Hacker News new | past | comments | ask | show | jobs | submit login
Kill Me Softly – Kill processes in a reliable manner (github.com/alanfranz)
58 points by alanfranz on Dec 16, 2014 | hide | past | favorite | 53 comments



If you are the one designing your applications, don't rely on SIGTERM and clean shutdowns. Design them so SIGKILL is the default way to stop them such that no data is corrupted and persistent state stays consistent. Then you don't have to rely on some rarely executed "recovery" code, or even worse take chances of what might happen if SIGTERM doesn't work.

Handle SIGTERM only if you get a blackbox-like application (a database that will break if you pull the power plug on it) and so on.


Your point of view is correct, from a purely theoretical point of view. But the real world doesn't always work this way.

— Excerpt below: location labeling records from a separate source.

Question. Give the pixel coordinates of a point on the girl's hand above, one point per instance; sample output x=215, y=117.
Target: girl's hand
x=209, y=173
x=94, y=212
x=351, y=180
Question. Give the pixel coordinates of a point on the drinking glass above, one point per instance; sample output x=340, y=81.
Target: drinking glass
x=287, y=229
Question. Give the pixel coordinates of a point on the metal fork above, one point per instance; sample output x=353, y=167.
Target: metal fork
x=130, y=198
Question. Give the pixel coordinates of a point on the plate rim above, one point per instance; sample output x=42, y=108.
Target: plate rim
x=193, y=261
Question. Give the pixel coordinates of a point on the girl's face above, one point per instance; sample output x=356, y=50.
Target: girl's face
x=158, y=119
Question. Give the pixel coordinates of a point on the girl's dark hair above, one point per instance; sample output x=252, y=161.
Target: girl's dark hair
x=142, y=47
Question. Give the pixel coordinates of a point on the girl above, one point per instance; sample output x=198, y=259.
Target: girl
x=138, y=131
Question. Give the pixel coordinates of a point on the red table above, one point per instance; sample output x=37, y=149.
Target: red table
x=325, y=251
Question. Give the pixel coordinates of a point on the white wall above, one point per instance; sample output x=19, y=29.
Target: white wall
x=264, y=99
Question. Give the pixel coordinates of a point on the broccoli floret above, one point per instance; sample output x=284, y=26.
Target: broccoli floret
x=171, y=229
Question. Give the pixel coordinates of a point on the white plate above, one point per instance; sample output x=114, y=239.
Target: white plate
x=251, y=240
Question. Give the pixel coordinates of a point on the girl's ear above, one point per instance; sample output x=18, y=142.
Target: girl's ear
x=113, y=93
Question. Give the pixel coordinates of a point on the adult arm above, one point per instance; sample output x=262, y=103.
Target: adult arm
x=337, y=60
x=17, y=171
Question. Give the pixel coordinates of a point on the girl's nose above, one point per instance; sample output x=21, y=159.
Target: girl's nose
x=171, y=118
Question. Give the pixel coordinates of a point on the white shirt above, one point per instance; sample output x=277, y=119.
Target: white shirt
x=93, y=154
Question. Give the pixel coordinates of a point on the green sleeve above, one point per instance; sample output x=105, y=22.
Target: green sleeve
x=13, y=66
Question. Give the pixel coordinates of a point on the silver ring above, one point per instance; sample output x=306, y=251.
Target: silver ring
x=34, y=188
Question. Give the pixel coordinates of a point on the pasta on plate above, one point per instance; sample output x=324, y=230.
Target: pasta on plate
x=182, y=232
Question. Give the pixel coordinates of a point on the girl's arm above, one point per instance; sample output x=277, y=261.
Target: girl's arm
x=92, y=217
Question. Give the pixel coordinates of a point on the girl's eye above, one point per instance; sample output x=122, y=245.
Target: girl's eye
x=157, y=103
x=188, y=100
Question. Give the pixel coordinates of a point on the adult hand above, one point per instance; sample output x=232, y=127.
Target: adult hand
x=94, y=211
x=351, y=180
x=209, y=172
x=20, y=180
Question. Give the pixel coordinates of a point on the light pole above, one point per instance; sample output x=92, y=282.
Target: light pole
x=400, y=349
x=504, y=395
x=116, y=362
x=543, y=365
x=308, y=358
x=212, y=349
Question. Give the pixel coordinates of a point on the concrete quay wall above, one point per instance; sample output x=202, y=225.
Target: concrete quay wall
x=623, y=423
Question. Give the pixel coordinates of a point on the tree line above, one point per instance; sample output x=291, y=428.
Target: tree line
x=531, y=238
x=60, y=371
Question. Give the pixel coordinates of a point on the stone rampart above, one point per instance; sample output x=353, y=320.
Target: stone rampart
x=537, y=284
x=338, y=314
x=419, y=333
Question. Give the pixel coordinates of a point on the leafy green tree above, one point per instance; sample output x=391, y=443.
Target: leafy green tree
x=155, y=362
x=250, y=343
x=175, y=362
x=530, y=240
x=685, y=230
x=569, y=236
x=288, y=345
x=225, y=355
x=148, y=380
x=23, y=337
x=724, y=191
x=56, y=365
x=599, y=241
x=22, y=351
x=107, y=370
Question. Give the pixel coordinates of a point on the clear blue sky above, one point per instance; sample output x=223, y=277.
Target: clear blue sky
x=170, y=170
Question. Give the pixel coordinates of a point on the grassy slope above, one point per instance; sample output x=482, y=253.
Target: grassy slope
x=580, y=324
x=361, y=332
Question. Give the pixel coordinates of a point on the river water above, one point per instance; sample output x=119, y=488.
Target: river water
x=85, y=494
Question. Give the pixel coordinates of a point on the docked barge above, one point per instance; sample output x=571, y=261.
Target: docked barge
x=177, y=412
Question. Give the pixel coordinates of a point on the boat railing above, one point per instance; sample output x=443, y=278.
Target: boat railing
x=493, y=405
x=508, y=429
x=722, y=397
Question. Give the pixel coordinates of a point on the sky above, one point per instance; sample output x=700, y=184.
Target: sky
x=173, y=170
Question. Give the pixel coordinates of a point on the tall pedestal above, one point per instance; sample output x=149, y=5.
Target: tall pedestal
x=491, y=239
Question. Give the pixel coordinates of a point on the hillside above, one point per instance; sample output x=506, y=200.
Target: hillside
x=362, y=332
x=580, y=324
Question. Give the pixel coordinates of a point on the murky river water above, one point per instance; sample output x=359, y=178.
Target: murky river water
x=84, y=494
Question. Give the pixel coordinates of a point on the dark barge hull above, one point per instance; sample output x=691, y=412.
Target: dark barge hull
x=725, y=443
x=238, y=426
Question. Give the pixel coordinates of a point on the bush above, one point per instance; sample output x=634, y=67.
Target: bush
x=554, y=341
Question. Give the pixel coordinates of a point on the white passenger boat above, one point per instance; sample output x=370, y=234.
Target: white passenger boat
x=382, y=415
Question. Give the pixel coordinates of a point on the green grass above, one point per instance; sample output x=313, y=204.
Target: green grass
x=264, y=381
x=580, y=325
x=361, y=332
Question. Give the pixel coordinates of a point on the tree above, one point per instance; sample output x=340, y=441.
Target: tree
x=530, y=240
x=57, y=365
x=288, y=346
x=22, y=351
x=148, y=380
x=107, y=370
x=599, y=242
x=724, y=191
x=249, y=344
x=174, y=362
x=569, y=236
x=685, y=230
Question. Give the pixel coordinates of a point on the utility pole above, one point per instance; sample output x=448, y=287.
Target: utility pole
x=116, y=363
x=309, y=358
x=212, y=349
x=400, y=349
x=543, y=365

The recovery process after a SIGKILL may require manual intervention, or may leave some data in an inconsistent state. Not every software in the world has the amount of testing for hard kills as an ACID compliant RDBMS - I'd say all the contrary.

So, I don't want to trigger bugs and lose time in complicate recoveries if I am absolutely not forced to do it. Let processes cleanup after themselves, and hit them hard only when and if needed.


I hear what you're saying, but the flip side is that all that software also won't work when you lose power or the system panics. I've found it much easier to just always use SIGKILL. That way, you're testing the recovery code all the time, especially during development when you restart, upgrade, or after a crash. You fix the bugs, and you have high confidence because you're exercising this path all the time.


> from a purely theoretical point of view. But the real world doesn't always work this way.

I have implemented practical running systems that work like that so it is practical not just academic papers.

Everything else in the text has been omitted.